Il messaggio scelto per il 2026 è chiaro: “Determinati a porre fine alla malaria: ora possiamo. Ora dobbiamo”. Per l’Oms eliminare la malattia non è più solo un obiettivo lontano, ma una possibilità concreta, resa reale dai nuovi strumenti a disposizione, comprese tecnologie innovative come gli interventi di modificazione genetica delle zanzare.
Diversi Paesi hanno aderito a programmi di vaccinazione
Attualmente sono 25 i Paesi che hanno avviato programmi di vaccinazione antimalarica, con l’obiettivo di proteggere ogni anno circa 10 milioni di bambini. Risultati incoraggianti arrivano anche da aree storicamente complesse, come la regione del Grande Mekong, dove i casi sono diminuiti di quasi il 90%, nonostante il problema crescente della resistenza ai farmaci.

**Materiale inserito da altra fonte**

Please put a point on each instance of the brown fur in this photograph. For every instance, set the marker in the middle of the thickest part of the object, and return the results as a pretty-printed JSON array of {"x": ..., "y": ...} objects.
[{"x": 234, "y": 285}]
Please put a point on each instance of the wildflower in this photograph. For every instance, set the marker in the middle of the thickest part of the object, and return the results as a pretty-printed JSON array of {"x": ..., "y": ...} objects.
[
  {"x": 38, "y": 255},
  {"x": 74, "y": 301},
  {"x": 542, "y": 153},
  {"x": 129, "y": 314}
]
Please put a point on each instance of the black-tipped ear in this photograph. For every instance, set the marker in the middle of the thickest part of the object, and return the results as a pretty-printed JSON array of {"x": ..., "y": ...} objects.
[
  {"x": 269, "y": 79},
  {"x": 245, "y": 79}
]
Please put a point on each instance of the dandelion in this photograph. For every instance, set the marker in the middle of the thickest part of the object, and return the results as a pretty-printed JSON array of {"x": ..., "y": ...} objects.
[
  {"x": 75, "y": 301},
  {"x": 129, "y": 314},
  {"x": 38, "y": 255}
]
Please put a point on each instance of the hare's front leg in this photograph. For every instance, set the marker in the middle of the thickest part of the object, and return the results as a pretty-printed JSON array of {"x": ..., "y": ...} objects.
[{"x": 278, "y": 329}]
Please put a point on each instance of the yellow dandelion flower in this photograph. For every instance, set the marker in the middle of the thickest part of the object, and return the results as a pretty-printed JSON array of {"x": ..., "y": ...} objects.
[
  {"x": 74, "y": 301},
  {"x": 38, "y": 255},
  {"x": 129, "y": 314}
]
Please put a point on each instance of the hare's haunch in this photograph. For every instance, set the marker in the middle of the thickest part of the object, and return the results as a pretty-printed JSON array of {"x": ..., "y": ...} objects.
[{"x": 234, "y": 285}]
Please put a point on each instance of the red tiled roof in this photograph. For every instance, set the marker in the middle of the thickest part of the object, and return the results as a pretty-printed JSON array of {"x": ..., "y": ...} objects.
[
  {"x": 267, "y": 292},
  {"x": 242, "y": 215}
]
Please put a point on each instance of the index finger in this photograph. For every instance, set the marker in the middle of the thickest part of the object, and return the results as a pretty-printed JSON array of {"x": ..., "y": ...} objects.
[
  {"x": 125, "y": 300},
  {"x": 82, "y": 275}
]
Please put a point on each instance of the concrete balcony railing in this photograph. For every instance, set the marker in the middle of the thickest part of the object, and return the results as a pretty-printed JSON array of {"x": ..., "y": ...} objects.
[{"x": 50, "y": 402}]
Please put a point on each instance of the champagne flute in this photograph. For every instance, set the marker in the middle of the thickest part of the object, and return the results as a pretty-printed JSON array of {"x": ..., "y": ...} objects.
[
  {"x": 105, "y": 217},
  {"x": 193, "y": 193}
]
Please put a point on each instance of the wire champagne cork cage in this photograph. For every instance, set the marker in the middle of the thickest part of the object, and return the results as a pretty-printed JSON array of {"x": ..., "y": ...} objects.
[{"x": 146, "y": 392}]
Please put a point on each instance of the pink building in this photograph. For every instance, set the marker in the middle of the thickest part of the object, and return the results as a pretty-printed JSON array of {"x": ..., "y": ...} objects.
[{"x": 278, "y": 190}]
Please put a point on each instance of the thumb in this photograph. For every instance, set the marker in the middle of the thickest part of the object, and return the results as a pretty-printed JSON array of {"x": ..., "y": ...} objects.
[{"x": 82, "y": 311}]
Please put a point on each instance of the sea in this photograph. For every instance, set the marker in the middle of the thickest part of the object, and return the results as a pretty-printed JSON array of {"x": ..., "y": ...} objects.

I segnali positivi arrivano anche dai numeri globali: oggi 47 Paesi sono certificati malaria free, mentre 37 hanno registrato meno di mille casi nel 2024. Si riduce inoltre il numero delle nazioni dove la malattia resta endemica, scese da 108 a 80. Crescono invece i Paesi con incidenza molto bassa, segno di una progressiva avanzata nel contenimento del parassita.
Importanti passi avanti anche sul fronte della prevenzione: l’84% delle nuove zanzariere distribuite è di ultima generazione, con doppio principio attivo, contro appena il 10% del 2019. Intanto la chemioprevenzione ha raggiunto 54 milioni di bambini.
L’Oms invita a non abbassare la guardia
Nonostante i progressi, però, l’Oms invita a non abbassare la guardia. Preoccupa infatti una fase di stallo che rischia di frenare il percorso verso l’eliminazione della malaria. Nel 2024 nel mondo sono stati registrati 282 milioni di casi e 610 mila morti, dati in lieve aumento rispetto all’anno precedente.
Per questo l’appello dell’Organizzazione è netto: servono nuovi investimenti e più risorse per non disperdere quanto costruito finora e trasformare una possibilità storica in una vittoria definitiva.